Abstract
Our investigation evaluates the extent of differences in the patient’s hospital experience due to variations among state strategies to adopt, or not adopt, their Medicaid plans to the 2010 ACA legislation. Using ten HCAHPS measures, we analyze patient hospital experience data for the 2009 - 2013 period for all 50 states and the District of Columbia grouped by those states that (1) did not expand, (2) expanded Medicaid through Section 1115 waivers, (3) expanders early, and (4) expanded Medicaid concurrent with the new ACA legislation.
Our findings reveal that those states that opted out of Medicaid expansion typically started with higher patient experience scores in 2009 on all 10 HCAHPS hospital measures and maintained their higher scores levels for all five years over the other three state expansion strategies for most measures.
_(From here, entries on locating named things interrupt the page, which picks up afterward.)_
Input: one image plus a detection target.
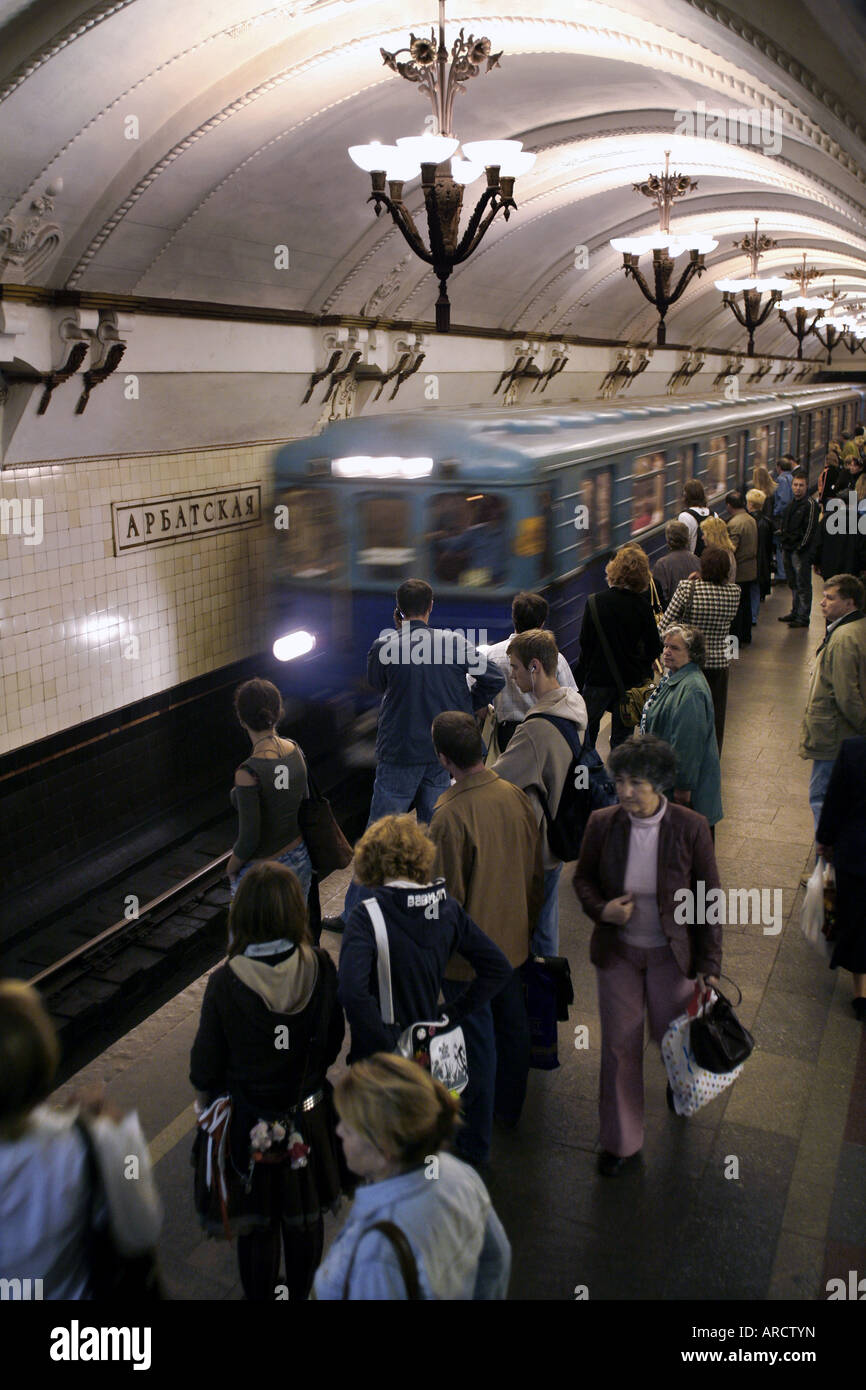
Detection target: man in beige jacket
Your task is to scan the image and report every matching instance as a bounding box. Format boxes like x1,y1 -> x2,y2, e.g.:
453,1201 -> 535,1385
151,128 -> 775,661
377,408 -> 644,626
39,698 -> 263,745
430,710 -> 544,1165
493,628 -> 587,956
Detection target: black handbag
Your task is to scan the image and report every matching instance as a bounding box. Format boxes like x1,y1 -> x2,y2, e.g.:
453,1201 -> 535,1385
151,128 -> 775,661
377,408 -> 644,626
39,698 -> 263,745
297,759 -> 353,880
689,981 -> 755,1074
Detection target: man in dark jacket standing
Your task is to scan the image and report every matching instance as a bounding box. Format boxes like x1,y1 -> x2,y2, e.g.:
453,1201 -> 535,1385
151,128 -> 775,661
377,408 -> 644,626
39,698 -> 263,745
333,580 -> 505,931
724,492 -> 758,646
778,468 -> 819,627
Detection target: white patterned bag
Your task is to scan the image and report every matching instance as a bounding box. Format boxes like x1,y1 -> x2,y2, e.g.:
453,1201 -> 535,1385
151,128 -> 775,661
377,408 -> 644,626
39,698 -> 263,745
662,990 -> 744,1115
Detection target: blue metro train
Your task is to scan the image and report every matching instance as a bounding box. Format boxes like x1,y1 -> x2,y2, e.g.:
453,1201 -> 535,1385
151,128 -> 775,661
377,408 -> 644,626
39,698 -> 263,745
271,385 -> 866,709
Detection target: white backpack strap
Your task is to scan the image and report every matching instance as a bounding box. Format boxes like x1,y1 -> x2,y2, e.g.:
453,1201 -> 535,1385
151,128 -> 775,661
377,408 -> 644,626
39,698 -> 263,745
364,898 -> 393,1023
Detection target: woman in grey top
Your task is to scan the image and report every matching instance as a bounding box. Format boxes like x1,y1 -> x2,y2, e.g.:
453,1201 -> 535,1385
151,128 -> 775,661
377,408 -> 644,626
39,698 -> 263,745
228,680 -> 313,898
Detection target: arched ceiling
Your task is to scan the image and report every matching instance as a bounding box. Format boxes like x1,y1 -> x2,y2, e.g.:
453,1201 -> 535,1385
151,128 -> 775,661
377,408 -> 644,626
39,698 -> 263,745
0,0 -> 866,352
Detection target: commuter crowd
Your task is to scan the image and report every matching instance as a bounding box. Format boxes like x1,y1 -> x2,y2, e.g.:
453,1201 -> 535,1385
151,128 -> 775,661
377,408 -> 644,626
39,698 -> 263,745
6,428 -> 866,1301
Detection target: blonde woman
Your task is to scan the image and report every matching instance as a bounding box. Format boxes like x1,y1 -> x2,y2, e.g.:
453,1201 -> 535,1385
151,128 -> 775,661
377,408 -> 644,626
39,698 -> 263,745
339,816 -> 512,1062
701,517 -> 737,584
314,1054 -> 512,1301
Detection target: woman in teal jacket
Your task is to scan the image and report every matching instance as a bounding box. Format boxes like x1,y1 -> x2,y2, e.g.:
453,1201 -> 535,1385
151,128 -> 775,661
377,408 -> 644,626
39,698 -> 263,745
641,626 -> 723,828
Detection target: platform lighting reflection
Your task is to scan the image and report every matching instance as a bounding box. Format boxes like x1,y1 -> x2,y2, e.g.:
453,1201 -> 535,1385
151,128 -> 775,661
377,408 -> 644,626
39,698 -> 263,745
331,455 -> 432,478
272,628 -> 316,662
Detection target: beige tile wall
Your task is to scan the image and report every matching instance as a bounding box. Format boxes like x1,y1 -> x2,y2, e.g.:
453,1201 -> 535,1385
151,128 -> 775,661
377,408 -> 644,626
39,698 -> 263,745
0,445 -> 274,753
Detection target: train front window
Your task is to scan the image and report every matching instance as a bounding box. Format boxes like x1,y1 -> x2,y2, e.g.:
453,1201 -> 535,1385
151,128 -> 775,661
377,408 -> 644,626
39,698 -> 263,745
275,488 -> 346,584
357,498 -> 416,588
706,435 -> 728,498
425,492 -> 507,588
631,453 -> 667,535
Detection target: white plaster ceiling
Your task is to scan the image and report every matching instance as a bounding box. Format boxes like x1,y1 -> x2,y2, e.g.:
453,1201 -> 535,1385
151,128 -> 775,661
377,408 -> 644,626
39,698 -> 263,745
0,0 -> 866,352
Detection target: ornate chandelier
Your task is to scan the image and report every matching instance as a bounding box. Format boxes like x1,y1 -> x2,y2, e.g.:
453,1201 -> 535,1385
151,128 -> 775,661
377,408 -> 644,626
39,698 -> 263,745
349,0 -> 535,332
716,218 -> 788,357
610,150 -> 719,346
778,252 -> 833,360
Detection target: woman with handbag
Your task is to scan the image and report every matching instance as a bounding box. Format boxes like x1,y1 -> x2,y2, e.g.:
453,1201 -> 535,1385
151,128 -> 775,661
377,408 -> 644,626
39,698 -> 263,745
574,734 -> 721,1177
339,816 -> 513,1062
0,980 -> 163,1295
314,1054 -> 512,1301
664,544 -> 740,756
227,680 -> 313,899
641,626 -> 723,840
574,543 -> 662,748
189,862 -> 345,1302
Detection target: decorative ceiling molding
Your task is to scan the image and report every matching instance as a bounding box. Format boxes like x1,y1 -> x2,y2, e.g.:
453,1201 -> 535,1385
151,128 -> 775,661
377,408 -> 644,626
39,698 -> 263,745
685,0 -> 866,140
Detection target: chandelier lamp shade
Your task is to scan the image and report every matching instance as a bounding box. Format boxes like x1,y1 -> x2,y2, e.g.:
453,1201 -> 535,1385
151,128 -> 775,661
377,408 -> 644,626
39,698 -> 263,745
349,0 -> 535,332
778,252 -> 833,360
610,150 -> 719,346
716,218 -> 788,357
While states that were early expanders and those that expanded concurrent with the ACA implementation generally show higher growth rates over the five-year period for most HCAHPS measures when compared to states that opted out of the Medicaid expansion, our multivariate results indicate that their rates of growth were not statistically superior to those states that opted out of the expansion.
We conclude that while there have been concerns that the patients in opt-out states would experience lower levels of satisfaction from their state’s actions, the patient experience scores in these states show that they perform better or as well as those states that expanded early, expanded under waivers, and expanded with the implementation of the ACA legislation.
Recommended Citation
Becker E, Johnston K, Bae J, Hockenberry JM, Avgar AC, Liu S, Wilson I, Milstein A. Variations in the patients’ hospital care experience by states’ strategy for Medicaid expansion: 2009-2013. Patient Experience Journal. 2015; 2(1):124-142. doi: 10.35680/2372-0247.1067.